Please check this for me!
d is the right answer
Thank you! @seba :D
mn^-4 / (p^0 q^-2)
= (m/n^4)/(1/q^2)
= mq^2/n^4
(mn^-4/p^0) q^-2
= (m/n^4) * 1/q^2
= m/(n^4 q^2)
what you wrote was ambiguous.
But in no case is there an m in the denominator.
To simplify the expression mn^-4/p^0 q^-2, we can apply the rules of exponents.
First, let's simplify the negative exponents: n^-4 and q^-2.
The rule states that any term with a negative exponent can be moved to the denominator and its absolute value exponent becomes positive.
So, n^-4 can be expressed as 1/n^4 and q^-2 can be expressed as 1/q^2.
Now, let's simplify the expression further: mn^-4/p^0 q^-2
Since p^0 is any number raised to the power of zero equals 1, we can replace p^0 with 1.
mn^-4/p^0 q^-2 becomes mn^-4/ (1*q^-2).
Next, let's combine like terms in the denominator:
Thus, mn^-4/ (1*q^-2) becomes mn^-4/q^-2 or mn^-4/q^2.
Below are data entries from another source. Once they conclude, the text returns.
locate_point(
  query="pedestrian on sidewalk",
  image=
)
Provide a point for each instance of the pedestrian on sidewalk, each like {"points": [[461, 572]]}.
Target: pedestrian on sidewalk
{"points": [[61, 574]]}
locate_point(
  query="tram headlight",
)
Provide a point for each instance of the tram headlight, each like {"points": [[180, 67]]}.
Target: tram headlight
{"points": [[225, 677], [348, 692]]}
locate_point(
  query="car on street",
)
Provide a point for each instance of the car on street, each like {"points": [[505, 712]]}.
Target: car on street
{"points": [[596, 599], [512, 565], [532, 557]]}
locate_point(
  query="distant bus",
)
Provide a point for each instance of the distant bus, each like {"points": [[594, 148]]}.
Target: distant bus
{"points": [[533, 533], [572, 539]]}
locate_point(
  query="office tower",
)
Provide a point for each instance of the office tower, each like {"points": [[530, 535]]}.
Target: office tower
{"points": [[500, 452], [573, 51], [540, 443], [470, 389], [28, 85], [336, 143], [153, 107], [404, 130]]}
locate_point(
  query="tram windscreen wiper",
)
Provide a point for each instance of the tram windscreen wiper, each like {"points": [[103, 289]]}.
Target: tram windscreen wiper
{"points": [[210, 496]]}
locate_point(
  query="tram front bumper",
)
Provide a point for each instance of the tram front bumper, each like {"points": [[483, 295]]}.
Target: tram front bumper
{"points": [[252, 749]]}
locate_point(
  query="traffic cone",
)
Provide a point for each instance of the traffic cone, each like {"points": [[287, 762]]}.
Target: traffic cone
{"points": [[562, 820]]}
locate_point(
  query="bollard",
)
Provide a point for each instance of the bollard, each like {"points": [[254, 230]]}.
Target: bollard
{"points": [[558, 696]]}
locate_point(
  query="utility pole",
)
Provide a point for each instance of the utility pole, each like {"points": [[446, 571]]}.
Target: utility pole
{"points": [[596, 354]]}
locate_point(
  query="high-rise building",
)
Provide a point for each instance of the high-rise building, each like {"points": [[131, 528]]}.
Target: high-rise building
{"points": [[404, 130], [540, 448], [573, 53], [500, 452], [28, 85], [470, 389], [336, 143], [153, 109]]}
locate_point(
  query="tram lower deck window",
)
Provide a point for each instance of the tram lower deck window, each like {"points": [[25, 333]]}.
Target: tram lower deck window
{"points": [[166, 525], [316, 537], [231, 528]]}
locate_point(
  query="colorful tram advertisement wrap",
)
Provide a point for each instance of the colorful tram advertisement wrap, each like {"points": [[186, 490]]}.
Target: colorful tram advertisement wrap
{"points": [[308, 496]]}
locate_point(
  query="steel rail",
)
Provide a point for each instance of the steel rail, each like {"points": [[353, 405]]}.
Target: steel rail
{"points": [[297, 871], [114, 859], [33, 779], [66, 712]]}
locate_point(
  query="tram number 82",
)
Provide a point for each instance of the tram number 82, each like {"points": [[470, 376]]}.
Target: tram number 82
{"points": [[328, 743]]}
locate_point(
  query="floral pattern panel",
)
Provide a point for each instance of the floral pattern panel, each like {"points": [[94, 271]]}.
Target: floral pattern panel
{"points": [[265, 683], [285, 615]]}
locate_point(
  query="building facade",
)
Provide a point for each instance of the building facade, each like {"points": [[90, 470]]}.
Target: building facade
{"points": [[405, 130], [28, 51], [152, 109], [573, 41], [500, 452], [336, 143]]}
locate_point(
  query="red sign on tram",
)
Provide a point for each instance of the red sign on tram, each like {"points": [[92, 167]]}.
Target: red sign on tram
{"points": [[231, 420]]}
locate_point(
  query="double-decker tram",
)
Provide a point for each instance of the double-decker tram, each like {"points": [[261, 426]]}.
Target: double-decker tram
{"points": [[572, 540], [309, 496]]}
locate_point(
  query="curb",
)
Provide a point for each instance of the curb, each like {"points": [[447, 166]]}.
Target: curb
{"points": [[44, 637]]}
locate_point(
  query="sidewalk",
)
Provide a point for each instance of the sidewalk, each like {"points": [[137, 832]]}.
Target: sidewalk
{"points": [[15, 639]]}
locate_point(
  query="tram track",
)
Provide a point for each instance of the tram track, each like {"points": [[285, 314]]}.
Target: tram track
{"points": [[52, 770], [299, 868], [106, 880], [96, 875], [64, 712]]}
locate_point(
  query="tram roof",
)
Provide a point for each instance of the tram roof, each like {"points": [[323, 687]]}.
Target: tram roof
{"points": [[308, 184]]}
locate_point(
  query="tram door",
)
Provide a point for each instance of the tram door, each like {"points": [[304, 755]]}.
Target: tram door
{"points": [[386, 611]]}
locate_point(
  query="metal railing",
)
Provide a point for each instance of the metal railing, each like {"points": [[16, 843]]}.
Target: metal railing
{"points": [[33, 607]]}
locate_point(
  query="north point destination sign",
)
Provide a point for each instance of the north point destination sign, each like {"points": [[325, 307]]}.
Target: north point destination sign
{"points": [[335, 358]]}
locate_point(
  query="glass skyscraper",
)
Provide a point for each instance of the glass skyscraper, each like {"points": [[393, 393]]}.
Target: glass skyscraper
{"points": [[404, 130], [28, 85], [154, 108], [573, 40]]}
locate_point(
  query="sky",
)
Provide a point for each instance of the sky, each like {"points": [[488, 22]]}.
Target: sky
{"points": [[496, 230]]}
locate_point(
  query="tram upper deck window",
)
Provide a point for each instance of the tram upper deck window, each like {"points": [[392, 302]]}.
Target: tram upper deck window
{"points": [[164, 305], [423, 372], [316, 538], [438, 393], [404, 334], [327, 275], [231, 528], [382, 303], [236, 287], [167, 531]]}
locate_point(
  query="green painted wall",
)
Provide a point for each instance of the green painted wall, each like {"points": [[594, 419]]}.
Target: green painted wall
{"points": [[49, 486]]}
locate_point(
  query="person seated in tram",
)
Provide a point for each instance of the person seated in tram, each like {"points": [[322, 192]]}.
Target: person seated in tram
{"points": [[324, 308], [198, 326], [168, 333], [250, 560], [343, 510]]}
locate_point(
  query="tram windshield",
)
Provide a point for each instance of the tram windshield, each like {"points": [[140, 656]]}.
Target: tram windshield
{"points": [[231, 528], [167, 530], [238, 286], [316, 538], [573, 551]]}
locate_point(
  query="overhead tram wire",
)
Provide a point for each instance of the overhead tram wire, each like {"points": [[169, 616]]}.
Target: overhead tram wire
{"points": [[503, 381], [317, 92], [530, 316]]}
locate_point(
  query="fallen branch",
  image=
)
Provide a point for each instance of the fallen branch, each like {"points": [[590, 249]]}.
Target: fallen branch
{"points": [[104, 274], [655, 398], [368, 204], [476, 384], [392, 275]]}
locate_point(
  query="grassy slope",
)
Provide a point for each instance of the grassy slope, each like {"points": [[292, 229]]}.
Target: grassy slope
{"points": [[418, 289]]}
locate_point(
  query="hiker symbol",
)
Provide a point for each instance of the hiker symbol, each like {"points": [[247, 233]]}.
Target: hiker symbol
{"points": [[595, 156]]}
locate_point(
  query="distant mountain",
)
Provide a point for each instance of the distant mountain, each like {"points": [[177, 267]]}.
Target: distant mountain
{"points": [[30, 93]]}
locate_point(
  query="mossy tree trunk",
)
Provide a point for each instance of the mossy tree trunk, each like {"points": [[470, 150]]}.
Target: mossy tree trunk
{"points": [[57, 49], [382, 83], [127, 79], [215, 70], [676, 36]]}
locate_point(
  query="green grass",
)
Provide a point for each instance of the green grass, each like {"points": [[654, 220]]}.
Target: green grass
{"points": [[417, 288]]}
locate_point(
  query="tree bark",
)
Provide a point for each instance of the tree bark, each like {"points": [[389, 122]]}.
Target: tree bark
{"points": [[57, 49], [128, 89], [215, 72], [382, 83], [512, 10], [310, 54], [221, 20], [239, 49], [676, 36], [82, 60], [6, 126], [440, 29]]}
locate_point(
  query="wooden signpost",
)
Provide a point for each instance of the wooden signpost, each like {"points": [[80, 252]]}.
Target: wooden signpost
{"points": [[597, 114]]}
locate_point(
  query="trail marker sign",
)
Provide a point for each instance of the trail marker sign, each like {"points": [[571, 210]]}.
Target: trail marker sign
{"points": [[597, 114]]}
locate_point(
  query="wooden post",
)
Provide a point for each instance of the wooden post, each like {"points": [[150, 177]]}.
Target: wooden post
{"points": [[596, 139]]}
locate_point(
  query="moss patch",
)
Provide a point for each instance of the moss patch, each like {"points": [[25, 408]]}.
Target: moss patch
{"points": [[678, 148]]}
Finally, using the rule that states when dividing with the same base, we need to subtract the exponents, the expression becomes m(n^-4-q^2).
Now, applying the rule for negative exponents again, we can rewrite this as m/(n^4 * q^2).
To summarize, the simplified expression is mp/(n^4 * q^2).
Comparing this result with the options provided:
a) mq^2/n^4
b) mp/n^4
c)mn^-4q^2p^0
d)q^2/mm^4 **** (your answer)
Based on our simplification, the correct answer is b) mp/n^4.